Over the course of his career, Gleason appeared in more than 60 feature films and in numerous television shows. Aside from playing grouchy Principal Richard Vernon in 1985's The Breakfast Club and the loathsome Clarence Beeks in 1983's Trading Places, he also appeared in 1988's Die Hard, 2001's Not Another Teen Movie (in which he again played a character named Richard Vernon) and 2002's National Lampoon's Van Wilder.

On the small screen, he guest-starred on shows including Friends, Malcolm in the Middle and Seinfeld. He also played Dr. David Thornton on ABC's All My Children from 1976-78.

He made his Broadway debut in 1971 opposite Maureen Stapleton in Neil Simon's The Gingerbread Lady and also appeared in the 1972 revival of The Front Page, with John Lithgow and Richard Thomas.

Gleason was also an avid athlete who played football at Florida State and Triple-A minor league baseball for several clubs in the late '50s before deciding to become an actor, a decision he reportedly made after watching 1961's Splendor in the Grass with his friend, Jack Kerouac. By the mid-'60s, he was studying with his mentor Lee Strasberg at the Actors Studio.
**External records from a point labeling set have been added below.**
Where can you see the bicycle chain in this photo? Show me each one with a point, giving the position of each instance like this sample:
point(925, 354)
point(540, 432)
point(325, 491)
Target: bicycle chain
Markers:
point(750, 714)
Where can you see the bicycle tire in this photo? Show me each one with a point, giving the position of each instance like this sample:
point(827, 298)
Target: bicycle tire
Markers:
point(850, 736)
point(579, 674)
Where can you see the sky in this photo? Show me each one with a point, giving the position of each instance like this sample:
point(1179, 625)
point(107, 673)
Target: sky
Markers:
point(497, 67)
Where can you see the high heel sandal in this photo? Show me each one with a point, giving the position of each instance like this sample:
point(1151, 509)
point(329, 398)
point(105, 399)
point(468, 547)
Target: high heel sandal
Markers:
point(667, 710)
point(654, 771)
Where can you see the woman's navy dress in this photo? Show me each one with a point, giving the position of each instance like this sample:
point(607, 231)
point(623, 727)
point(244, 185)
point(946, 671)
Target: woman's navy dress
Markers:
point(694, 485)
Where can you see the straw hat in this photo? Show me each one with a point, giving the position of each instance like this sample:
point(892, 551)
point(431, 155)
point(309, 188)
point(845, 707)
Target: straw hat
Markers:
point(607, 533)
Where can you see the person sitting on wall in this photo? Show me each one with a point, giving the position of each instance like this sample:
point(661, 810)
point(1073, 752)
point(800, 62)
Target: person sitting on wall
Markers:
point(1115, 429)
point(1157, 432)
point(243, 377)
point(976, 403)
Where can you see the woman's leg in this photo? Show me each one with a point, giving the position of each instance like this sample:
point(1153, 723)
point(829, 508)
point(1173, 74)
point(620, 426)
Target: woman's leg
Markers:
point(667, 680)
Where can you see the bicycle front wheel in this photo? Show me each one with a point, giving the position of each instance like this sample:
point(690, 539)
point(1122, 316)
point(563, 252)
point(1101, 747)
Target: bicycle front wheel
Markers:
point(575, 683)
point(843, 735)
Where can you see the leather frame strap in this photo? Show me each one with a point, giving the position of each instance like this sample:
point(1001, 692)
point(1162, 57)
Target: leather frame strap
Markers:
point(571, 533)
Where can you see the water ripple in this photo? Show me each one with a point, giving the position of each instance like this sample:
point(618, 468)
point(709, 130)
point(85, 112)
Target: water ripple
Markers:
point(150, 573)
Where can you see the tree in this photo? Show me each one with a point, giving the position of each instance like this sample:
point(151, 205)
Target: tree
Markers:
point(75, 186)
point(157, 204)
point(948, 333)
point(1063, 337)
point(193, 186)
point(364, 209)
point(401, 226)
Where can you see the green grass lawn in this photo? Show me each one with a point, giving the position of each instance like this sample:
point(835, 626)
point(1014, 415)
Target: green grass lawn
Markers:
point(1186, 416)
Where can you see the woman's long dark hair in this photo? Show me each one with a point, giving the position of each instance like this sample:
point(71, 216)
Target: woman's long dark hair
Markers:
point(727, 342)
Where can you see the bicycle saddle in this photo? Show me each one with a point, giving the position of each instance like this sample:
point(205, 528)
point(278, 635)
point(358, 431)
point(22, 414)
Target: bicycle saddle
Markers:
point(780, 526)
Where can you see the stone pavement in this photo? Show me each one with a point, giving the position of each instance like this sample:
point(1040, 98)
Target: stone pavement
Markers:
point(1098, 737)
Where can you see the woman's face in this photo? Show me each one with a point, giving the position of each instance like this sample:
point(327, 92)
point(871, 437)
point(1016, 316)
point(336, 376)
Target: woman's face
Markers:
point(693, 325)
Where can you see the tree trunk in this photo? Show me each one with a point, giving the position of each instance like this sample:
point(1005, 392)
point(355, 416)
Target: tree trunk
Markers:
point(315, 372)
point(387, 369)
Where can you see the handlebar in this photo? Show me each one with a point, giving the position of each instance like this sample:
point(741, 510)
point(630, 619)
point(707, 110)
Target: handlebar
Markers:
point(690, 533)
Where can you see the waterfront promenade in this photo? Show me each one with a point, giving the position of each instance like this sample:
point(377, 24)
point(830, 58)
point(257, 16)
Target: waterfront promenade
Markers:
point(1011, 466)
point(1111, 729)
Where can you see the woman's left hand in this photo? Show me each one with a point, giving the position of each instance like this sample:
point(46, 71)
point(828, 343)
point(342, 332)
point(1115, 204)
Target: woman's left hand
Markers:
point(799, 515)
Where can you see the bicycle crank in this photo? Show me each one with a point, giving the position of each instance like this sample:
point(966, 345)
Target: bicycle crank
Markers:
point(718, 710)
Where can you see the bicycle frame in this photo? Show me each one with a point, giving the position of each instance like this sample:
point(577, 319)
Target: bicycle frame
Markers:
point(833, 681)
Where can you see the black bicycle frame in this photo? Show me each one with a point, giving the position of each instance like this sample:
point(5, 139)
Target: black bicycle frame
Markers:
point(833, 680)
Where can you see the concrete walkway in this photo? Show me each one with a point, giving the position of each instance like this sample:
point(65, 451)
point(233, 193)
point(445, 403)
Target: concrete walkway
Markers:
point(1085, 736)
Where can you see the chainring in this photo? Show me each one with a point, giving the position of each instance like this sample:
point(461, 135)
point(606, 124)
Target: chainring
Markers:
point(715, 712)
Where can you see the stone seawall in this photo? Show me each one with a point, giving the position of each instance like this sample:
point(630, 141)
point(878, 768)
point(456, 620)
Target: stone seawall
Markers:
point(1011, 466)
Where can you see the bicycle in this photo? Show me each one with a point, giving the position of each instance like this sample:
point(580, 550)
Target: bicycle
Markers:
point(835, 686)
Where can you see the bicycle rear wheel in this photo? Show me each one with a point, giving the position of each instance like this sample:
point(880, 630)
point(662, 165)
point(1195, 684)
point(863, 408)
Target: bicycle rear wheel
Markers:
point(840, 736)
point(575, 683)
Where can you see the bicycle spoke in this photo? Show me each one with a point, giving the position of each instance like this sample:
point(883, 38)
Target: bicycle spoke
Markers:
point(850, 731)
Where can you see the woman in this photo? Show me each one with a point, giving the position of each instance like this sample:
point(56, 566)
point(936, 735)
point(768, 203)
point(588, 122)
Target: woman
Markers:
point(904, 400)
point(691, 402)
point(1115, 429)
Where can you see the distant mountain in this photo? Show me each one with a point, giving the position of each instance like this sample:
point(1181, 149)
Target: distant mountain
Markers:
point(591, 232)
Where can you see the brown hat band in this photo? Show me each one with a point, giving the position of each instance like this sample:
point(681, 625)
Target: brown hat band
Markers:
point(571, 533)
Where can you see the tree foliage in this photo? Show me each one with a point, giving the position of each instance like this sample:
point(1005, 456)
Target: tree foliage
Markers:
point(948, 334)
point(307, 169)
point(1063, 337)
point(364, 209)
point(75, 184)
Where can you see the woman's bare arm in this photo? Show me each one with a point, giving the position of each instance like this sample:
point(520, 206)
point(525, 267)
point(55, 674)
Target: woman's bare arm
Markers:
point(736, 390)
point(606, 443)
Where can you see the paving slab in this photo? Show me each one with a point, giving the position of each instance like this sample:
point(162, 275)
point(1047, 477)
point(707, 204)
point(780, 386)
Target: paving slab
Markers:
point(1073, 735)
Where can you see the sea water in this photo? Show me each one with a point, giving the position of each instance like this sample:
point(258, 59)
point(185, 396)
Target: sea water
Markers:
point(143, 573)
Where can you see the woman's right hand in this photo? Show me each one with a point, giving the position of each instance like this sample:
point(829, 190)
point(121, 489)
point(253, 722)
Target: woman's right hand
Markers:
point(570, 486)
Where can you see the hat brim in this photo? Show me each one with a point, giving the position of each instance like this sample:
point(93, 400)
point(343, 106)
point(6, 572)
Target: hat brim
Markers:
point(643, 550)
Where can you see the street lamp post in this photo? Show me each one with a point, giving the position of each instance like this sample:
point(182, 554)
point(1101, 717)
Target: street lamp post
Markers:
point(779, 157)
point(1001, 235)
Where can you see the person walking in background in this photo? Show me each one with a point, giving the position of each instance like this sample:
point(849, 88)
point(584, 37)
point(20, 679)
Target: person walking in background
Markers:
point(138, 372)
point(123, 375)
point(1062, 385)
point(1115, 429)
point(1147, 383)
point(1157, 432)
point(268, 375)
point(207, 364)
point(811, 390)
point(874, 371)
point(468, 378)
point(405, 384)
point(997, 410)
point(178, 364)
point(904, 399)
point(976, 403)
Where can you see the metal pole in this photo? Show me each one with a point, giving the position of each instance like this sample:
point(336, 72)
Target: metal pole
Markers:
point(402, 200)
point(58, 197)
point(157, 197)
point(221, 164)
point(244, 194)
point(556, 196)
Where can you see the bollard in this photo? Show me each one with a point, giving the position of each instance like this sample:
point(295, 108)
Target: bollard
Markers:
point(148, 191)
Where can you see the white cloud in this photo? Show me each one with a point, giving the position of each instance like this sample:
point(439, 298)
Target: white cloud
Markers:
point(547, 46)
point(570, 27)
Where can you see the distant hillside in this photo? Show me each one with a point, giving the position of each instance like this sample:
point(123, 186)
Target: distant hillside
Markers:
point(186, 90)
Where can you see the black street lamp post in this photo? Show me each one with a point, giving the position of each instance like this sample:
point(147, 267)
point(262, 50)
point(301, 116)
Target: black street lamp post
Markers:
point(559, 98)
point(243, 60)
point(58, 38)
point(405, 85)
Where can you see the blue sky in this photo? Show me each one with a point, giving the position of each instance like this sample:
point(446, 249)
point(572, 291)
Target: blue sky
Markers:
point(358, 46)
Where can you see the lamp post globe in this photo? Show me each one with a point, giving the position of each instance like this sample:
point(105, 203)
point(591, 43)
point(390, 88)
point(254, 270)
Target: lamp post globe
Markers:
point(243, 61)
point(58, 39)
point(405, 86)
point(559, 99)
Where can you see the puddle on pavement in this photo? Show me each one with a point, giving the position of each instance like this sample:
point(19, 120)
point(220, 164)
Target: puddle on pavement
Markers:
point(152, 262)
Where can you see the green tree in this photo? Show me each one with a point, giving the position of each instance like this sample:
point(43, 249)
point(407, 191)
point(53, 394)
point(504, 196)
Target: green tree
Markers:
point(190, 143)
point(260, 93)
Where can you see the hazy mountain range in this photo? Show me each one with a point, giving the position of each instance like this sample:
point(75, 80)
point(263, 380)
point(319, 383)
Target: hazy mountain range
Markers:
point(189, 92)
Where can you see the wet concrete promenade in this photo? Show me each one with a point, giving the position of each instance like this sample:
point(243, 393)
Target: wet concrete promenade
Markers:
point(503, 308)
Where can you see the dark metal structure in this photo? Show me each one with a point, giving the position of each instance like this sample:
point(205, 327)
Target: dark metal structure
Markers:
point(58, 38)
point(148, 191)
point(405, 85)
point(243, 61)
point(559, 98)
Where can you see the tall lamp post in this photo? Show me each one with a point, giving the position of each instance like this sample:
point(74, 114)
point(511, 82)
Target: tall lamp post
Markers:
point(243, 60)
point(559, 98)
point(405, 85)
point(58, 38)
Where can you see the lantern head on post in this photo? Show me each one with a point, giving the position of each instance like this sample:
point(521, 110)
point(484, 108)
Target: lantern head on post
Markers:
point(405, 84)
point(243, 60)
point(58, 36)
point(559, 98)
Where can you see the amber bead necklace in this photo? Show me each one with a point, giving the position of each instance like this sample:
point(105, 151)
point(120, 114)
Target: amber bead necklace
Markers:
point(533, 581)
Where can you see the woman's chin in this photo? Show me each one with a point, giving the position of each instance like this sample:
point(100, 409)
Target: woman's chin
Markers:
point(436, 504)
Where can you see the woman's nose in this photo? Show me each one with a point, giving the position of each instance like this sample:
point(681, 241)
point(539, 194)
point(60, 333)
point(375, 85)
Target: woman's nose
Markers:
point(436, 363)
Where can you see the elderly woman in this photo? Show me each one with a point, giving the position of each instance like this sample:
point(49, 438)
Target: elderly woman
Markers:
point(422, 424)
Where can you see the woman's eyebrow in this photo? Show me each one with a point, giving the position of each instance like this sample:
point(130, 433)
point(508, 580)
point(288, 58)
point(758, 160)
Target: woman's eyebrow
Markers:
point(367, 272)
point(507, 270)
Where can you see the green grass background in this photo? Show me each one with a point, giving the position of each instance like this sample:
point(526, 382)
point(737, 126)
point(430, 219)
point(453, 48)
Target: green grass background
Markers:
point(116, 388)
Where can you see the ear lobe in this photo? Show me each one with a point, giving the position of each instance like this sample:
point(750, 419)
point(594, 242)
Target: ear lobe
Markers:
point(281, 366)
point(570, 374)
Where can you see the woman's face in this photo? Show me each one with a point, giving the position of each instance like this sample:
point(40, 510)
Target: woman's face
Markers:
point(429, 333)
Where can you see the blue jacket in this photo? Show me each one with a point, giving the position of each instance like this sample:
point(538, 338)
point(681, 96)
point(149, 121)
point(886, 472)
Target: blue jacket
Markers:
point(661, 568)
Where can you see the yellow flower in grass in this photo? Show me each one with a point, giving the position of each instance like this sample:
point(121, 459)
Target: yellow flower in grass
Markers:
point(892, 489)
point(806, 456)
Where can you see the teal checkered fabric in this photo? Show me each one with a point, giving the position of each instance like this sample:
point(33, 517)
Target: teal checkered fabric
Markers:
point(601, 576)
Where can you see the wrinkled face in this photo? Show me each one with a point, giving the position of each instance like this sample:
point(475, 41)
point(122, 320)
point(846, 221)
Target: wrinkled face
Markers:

Apart from his dramatic and athletic pursuits, Gleason was also an aspiring poet, and had recently published a book of poetry.

Born May 4, 1939 in Jersey City, New Jersey, Gleason grew up in Miami. In addition to his wife, Susan Gleason, he is survived by two daughters and a granddaughter.

"My dad was an intelligent, hard-working Renaissance man," his daughter Shannon Gleason-Grossman told the Los Angeles Times. "His motto was to always keep working."

Funeral plans had not yet been determined.